Avoid inserting duplicate record

Discussion in 'MySQL' started by JamieC, Oct 18, 2005.

  1. #1
    Hi All,

    We have recently purchased an XML feed of news articles from a news organisation.

    I'm trying to write a script to copy this feed into a mySQL database. The problem I have is that their XML feed updates in a "queue" style system where as a new article is added, the last article is removed.

    I'm trying to write an insert statement like this:

    INSERT INTO articles ( OriginalID , SourceID , Created , Headline , Article , ArticleSummary , PictureURL , PictureURLSmall ) VALUES ( foo , bar ... );
    Code (markup):
    ...that will avoid adding duplicate stories to my database.

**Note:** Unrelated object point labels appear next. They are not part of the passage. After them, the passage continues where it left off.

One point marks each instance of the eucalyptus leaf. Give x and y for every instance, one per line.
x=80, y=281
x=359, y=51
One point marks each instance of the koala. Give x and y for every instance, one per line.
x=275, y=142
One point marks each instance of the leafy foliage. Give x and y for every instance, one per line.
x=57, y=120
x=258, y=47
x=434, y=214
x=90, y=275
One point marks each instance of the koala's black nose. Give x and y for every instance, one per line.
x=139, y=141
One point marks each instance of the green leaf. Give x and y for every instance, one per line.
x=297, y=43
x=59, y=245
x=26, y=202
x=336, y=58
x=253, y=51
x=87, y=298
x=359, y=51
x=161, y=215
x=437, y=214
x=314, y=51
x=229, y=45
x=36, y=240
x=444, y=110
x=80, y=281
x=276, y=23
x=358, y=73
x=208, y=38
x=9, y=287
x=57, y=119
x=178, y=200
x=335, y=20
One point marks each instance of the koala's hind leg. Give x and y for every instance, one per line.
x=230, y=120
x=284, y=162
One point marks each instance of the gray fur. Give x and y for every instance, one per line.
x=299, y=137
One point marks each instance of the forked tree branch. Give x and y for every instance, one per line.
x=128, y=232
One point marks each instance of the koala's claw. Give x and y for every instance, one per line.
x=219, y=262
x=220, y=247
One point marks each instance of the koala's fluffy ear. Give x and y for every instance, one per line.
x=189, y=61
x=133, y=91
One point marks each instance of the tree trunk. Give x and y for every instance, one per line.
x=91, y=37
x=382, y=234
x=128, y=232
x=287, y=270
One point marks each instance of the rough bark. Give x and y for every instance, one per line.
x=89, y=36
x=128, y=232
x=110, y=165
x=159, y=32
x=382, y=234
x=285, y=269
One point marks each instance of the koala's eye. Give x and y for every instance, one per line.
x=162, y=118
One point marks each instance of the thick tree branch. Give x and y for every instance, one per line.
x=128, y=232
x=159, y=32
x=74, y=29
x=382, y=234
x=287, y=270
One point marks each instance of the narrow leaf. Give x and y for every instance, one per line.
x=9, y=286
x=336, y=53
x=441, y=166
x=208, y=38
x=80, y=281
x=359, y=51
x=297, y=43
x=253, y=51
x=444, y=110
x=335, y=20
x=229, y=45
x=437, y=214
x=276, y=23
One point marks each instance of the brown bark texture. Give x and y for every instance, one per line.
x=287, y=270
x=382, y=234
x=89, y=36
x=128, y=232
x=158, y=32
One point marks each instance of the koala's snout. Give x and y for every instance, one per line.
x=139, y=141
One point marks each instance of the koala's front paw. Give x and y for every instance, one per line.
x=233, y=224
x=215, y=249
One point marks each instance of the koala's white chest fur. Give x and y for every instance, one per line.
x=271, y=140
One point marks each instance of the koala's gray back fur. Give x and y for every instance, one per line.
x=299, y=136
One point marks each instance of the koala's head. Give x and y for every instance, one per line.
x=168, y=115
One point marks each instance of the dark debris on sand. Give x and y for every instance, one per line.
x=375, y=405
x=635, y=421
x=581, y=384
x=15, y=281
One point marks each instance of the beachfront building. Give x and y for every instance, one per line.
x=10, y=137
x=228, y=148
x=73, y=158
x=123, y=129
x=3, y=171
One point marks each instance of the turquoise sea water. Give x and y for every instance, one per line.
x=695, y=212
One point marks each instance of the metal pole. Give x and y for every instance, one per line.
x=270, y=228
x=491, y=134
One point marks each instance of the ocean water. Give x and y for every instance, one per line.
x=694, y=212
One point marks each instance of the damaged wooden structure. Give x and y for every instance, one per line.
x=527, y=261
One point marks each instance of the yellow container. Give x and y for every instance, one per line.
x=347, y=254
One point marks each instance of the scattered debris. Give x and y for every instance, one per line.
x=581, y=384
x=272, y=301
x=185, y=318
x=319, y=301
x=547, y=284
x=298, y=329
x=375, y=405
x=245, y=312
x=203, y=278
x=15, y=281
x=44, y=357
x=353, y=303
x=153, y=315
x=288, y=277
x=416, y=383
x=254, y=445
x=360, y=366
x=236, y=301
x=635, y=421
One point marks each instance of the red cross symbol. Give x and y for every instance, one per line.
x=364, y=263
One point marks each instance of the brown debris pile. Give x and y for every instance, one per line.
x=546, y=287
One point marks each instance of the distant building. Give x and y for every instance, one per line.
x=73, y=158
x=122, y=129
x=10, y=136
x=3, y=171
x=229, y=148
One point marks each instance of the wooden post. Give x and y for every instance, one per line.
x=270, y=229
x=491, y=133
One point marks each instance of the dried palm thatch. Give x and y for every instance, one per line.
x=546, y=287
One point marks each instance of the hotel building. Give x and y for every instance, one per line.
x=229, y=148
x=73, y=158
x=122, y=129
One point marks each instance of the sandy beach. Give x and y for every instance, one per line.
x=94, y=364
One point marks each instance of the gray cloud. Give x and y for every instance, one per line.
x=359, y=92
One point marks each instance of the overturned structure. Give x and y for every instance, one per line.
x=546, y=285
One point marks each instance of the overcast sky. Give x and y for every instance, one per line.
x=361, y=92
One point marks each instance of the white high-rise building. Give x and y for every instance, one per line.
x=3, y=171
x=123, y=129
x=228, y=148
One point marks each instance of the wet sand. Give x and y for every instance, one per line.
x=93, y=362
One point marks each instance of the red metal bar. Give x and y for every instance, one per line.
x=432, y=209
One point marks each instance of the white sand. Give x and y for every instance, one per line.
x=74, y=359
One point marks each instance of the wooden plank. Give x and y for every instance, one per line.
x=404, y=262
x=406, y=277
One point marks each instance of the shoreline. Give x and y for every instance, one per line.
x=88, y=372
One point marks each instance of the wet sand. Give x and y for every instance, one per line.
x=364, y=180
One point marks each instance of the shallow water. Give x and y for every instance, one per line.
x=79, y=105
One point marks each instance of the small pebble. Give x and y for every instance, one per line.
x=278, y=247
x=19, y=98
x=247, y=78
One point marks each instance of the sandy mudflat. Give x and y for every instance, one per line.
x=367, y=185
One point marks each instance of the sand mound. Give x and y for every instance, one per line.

The field that I can used to identify duplicates is 'OriginalID'. Ideally I would like to do this in a single statement - in fact, i'm sure i've done it before but I can't find the code!

    My primary key is an auto increment on the database, rather than using their article id, which is why I can't rely on mySQL to handle this - this is a precaution in case I add additional news sources at a later stage.

    Maybe something along the lines of 'IF NOT EXISTS'?

    Any suggestions?

    Cheers!

    - Jamie
     
    JamieC, Oct 18, 2005 IP
  2. jbw

    jbw Peon

    Messages:
    343
    Likes Received:
    12
    Best Answers:
    0
    Trophy Points:
    0
    #2
    create a unique key on the field, or do a select first to see if it exists inside a transaction that is followed by the insert if needed, if you are using something that support it (not myisam).

    Another option is to make the primary key a composite key that includes both your unique id and the data sources.
     
    jbw, Oct 18, 2005 IP
  3. JamieC

    JamieC Well-Known Member

    Messages:
    226
    Likes Received:
    5
    Best Answers:
    0
    Trophy Points:
    138
    #3
    This is my ideal solution, however I am having trouble composing a conditional statement for mySQL. Any clues as to the syntax?

    Cheers,

    Jamie
     
    JamieC, Oct 18, 2005 IP
  4. jbw

    jbw Peon

    Messages:
    343
    Likes Received:
    12
    Best Answers:
    0
    Trophy Points:
    0
    #4
    actually I think the key ideas are more the idea solution really.

    but to do it htis way you would do

    mysql_query(
    'begin work;
    select count(*) from blah where blah');

    now back in your code you check the value of count

    if ( count < 1) mysql_query('insert blah blah');
    mysql_query('commit;');


    btw, postgreql is a better db for doing things like this.
     
    jbw, Oct 18, 2005 IP
  5. JamieC

    JamieC Well-Known Member

    Messages:
    226
    Likes Received:
    5
    Best Answers:
    0
    Trophy Points:
    138
    #5
    Hi jbw,

    Thanks for your help through the day. In the end I went, as you suggested, for the unique key option. Just not sure if I like having to deliberately create "exceptions" - but it seems to be the most efficient method.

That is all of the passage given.